Contained within this edited edition, Susan Fields Mead concludes that despite the progress seen in the post-industrialized world, HIV continues to threaten the viability of indigenous populations in other parts of the world. For the indigenous populations along the Ghana-Togo border, its threat is felt most acutely by the indigenous women who put their health at risk to achieve a certain level of economic and social security. Susan argues that many indigenous women assume protection from HIV through marriage and other purportedly monogamous relationships, but who then consequently engage in unprotected sex and potentially become infected. The growing prevalence of this virus among indigenous women in the border communities requires special attention from the government, traditional leaders, and aid organizations.
Indigenous People in Africa with HIV/AIDS
Likewise, Joyce V. Millen notes that anthropologists are well equipped to elicit explanatory models and local interpretations that can be used to work collaboratively with indigenous African colleagues who seek research assistance in exploring the relative effectiveness of new policies aimed to train and retain health workers.

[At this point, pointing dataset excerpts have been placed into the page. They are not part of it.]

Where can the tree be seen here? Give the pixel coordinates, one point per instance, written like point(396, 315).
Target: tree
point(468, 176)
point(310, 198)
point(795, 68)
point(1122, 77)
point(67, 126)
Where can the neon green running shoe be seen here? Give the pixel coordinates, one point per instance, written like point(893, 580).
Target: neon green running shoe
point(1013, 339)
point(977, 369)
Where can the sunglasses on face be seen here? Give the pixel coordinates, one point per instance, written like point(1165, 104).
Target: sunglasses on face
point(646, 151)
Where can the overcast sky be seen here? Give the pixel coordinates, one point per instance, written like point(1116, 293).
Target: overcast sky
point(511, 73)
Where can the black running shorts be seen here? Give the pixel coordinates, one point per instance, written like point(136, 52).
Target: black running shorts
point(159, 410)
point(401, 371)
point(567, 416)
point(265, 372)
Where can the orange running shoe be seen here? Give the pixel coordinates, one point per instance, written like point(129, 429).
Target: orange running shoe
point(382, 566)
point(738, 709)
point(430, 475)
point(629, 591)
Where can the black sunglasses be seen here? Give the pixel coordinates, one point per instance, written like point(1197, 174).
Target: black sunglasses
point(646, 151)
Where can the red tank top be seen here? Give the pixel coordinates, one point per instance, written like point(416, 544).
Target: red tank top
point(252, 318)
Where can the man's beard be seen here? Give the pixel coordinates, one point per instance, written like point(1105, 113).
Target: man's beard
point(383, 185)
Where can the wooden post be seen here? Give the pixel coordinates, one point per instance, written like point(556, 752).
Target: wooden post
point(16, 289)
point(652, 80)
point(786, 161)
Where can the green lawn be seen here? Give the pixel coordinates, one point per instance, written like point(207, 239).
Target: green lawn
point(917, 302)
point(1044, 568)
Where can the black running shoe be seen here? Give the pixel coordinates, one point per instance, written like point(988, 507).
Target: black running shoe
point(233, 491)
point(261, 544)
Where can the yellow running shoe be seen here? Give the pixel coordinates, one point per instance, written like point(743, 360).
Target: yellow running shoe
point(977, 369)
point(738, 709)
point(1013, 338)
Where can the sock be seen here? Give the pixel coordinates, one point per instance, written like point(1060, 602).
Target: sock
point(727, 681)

Sharon Watson Lai, Regina Mpemi, Nancy Romero-Daza, David Himmelgreen, and Ipolto Okello-Uma argue that in order to deal with the mismatch in addressing western human subjects’ protection, donor priorities and community concerns, a space must be created in the grants and projects section of the field that includes a collaborative process. Collaborative planning does not lend itself easily to institutional budgets and timelines, but it is essential for the success of prevention programs. In doing so, they note that engaging with the local indigenous communities in the formulation of research in interventions, the principles of autonomy, beneficence, and justice can be incorporated.

Finally, Gisele Maynard-Tucker rightly argues that governments need to establish a stabilization fund by imposing specific health taxes on international companies exploiting local indigenous resources. For instance, she argues that companies could be asked to pay an HIV/AIDS Tax on income earned in a country, and that those funds would then be levied to pay for upgrading health care systems and in providing prevention, treatment, and care for indigenous AIDS patients.

Together, the papers presented in the Practicing Anthropology issue contribute to strengthening prevention and care efforts of indigenous peoples in Africa effected by HIV/AIDS.